If possible preferably the Fund would commute the TRIS (or change the amount that was in TRIS) in the year the pension was not paid to the minimum.
Based on the SIS legislation if the minimum pension has not been met the income stream ceases at the start of the year and the payments made in the year are treated as lump sum payments. Hopefully the member has an unrestricted non preserved component to allow the lump sum payments.
There is guidance from the ATO in TR 2013/5 that supports this:
Income tax: when a superannuation income stream commences and ceases
The ruling states:
"Example 6: failure to meet minimum annual payment requirement - cessation of superannuation income stream
42. Bill is a member of the JKL Superannuation Fund (a self managed superannuation fund) and has commenced a superannuation income stream (an account based pension).
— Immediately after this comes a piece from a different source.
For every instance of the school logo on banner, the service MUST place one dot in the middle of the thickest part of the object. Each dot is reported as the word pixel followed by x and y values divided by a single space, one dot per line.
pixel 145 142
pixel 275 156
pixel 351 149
The minimum annual payments required under clause 1 of Schedule 7 of the SISR 1994 were made to Bill during the 2010-11 and 2011-12 years.[24] At the start of the 2012-13 year the trustee of the JKL Superannuation Fund calculates that the minimum annual payment required to be made under clause 1 of Schedule 7 of the SISR 1994 for that year is $1,000.
43. During the 2012-13 year the trustee of the JKL Superannuation Fund makes a single payment to Bill of $50. As this amount is less than the minimum annual payment required, the superannuation income stream has not met the requirements of the SISR 1994 for the 2012-13 year. The superannuation income stream ceases for income tax purposes at the beginning of this income year, and the $50 payment is a superannuation lump sum.
44. This is the case even if Bill remains entitled to receive a payment from the superannuation fund in relation to the pension under the governing rules of the superannuation fund, or under general trust law concepts, in future years. If the relevant SISR 1994 requirements are again complied with in the 2013-14 year, this results in the commencement of a new pension."